Other negotiations require participants to debate job salary and benefits, reenact apartment building board disagreements, or sell their family business to a larger corporation.
“Students get very invested in the negotiations, sometimes pretty emotionally,” Keysar said. “Once they do it, they really want to understand why they acted one way and someone else acted another.”
In his lectures, Keysar draws from other psychologists of negotiation to discuss topics such as power’s influence on negotiation, honesty in negotiations and how to maximize the earnings for each side.
Keysar also stresses the value of cooperation in order to maximize both sides’ gains.
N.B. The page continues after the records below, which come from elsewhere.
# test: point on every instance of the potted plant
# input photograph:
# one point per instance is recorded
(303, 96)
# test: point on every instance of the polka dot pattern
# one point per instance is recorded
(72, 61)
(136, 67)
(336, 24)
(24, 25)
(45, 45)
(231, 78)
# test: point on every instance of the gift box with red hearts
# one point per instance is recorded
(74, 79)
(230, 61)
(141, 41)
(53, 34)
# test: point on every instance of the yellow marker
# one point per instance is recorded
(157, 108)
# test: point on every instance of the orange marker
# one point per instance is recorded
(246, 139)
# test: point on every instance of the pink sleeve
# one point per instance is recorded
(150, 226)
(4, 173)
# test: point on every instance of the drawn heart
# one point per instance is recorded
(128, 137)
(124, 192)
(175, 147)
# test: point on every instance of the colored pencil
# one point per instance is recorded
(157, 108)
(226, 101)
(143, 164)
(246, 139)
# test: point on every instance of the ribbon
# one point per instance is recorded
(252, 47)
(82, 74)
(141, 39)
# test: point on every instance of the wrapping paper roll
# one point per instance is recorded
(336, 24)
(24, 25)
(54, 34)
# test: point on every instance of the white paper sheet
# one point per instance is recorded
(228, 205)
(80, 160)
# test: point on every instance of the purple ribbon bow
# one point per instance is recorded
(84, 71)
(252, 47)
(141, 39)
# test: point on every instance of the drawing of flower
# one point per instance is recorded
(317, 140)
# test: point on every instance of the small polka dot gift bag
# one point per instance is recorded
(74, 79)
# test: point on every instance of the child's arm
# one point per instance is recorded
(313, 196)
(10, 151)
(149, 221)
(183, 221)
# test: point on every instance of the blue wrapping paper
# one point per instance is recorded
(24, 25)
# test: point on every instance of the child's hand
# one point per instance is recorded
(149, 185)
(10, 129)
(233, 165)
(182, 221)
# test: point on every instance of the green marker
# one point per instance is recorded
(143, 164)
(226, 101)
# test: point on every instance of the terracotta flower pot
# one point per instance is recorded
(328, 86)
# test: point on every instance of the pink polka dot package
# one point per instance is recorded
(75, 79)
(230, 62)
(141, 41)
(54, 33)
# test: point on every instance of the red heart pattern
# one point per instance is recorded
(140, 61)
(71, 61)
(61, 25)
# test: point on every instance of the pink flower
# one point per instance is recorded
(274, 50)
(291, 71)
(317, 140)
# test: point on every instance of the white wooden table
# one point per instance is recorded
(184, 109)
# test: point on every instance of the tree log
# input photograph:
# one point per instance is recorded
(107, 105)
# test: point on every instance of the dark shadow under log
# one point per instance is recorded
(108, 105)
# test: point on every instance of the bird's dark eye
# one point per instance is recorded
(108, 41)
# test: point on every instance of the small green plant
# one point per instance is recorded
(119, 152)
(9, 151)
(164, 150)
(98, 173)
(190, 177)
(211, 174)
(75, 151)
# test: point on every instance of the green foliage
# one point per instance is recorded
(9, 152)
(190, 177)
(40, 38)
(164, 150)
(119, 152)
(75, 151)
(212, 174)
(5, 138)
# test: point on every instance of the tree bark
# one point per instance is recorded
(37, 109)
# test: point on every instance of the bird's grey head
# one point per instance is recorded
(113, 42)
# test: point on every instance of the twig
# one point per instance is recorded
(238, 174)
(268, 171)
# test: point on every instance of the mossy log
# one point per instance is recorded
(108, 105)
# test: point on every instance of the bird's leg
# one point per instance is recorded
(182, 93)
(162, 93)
George Hagle, a fourth-year history and political science major, explained that the course has helped him understand the “roots of disagreements and the formation of compromise,” allowing him to understand the importance of cooperation to gaining mutual benefit.
This shift in mindset is one of the key transformations students experience: They no longer see negotiation as a battle of wills, but as an opportunity to identify the other’s priorities and establish an agreement that accounts for both.
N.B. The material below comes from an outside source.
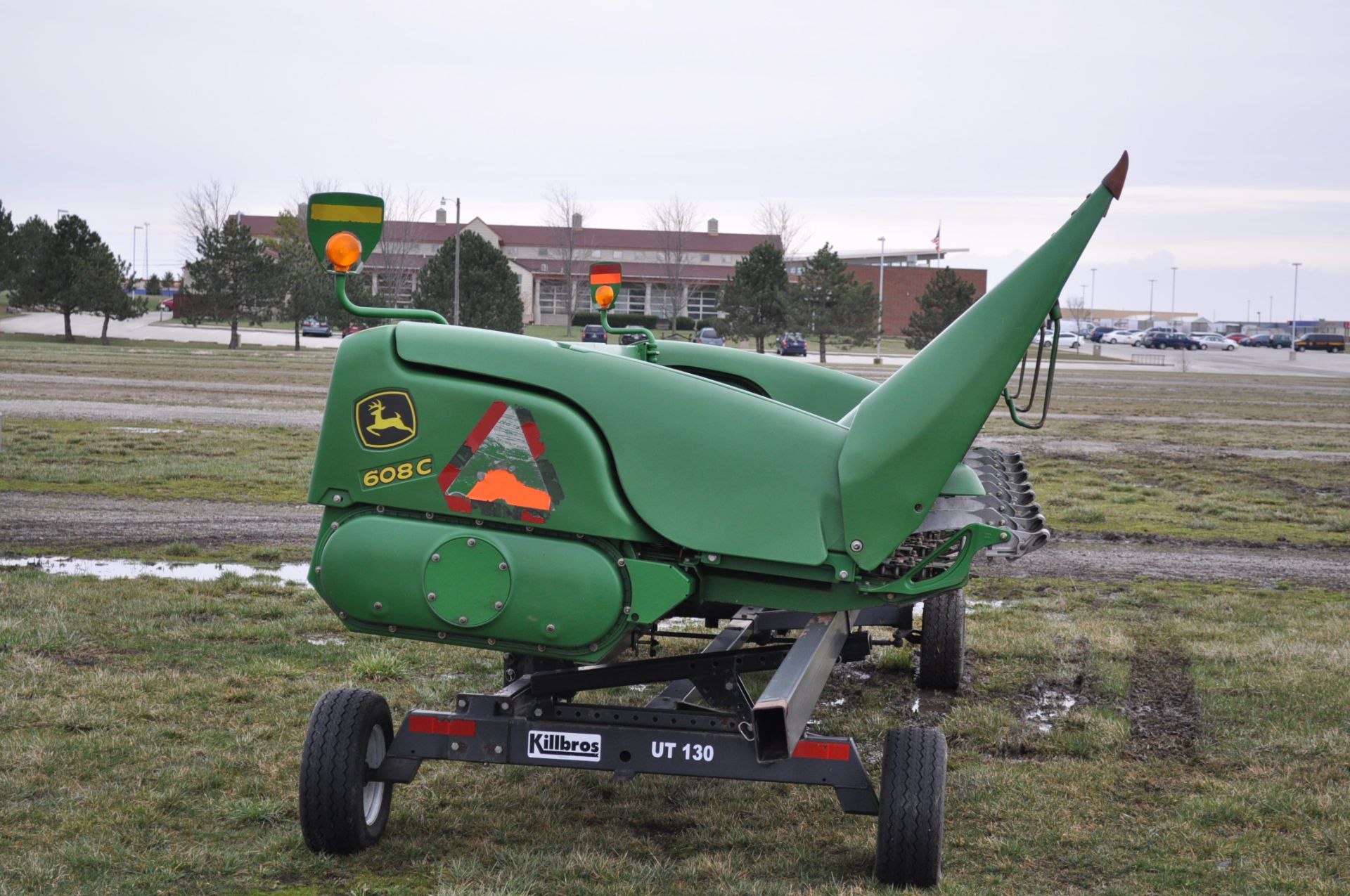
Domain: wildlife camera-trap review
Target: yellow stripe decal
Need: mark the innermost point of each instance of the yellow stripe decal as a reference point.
(355, 214)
The negotiation exercises also allow students to develop tangible skills while also building camaraderie.
“This is one of the rare classes I've taken where, even though it's a bigger lecture, there's a cohesive community,” Hagle said. “I attribute that to the interactive nature of the class and the method of teaching.”
‘Monumental’ takeaways
Ultimately, students come to the course with varying levels of experience with psychology but leave with both intellectual and applicable understanding.
Keysar frequently receives emails from students who previously took the course, explaining how understanding the psychology has helped them practically, he said.